Llegaba de la cantina tambaleando, con el hedor

del alcohol mezclado con rabia. A veces

regresaba a las tres o cuatro de la madrugada. Mi

madre lo esperaba despierta, con el alma en vela.

Incluso, a veces, no dormía hasta las siete de la

mañana. Yo me iba al colegio con el corazón en

la garganta y una imagen que me destrozaba:

mamá, sentada en el mueble, con el chicote entre

las manos, símbolo de una defensa inútil.

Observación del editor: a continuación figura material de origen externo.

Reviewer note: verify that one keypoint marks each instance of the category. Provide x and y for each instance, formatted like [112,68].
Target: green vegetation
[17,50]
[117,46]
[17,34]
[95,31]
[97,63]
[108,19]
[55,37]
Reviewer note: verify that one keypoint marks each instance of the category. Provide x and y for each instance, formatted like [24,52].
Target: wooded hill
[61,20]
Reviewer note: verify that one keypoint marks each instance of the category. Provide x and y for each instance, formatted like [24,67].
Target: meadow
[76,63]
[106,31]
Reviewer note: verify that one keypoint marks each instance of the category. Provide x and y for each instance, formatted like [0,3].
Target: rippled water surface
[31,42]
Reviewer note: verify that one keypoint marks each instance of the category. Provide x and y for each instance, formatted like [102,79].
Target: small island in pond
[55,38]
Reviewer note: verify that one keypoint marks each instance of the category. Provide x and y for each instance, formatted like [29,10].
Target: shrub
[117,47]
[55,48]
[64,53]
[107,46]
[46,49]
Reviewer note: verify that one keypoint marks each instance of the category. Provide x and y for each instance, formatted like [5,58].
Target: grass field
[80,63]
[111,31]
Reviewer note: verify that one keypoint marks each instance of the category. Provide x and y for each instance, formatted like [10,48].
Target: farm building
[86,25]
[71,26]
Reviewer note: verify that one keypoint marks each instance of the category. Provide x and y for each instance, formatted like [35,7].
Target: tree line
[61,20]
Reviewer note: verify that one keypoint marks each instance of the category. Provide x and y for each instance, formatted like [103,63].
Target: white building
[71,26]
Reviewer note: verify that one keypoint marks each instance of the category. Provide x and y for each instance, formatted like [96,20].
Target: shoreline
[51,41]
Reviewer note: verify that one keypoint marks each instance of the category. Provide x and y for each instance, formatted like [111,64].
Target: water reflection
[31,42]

-¡Quiero más alcohol, maldita! -gritaba él,

cada vez más eufórico.

Yo tenía apenas quince años la primera vez que

escuché los llantos de mi madre provocados por

los golpes de mi padre.

Ella no accedía a sus pedidos alcohólicos, ni a

sus exigencias sexuales grotescas.

Entonces, comenzó el infierno.

Ese sonido de platos rompiéndose, jarrones

estrellándose, y los lamentos de mi madre... aún

me quitan el sueño. Escuchaba con horror los

sonidos del abuso. Cada golpe, cada súplica de

ella, era una herida más en mi cuerpo infantil. Yo

rezaba. Rezaba como si Dios fuera un escudo,

como si mis lágrimas fueran ofrenda suficiente

para que nos protegiera.

Y entonces... el silencio.

Pero no fue paz.

Fueron sus pasos lentos y pesados acercándose a

mi habitación.

-¿imayna qhapaqmi rikch'akunki ñakasqa? -

rugió, abriendo la puerta de un solo golpe.

No importó cuánto recé.

No importó cuánto lloré.

Esa noche, el infierno bajó a mi cuarto.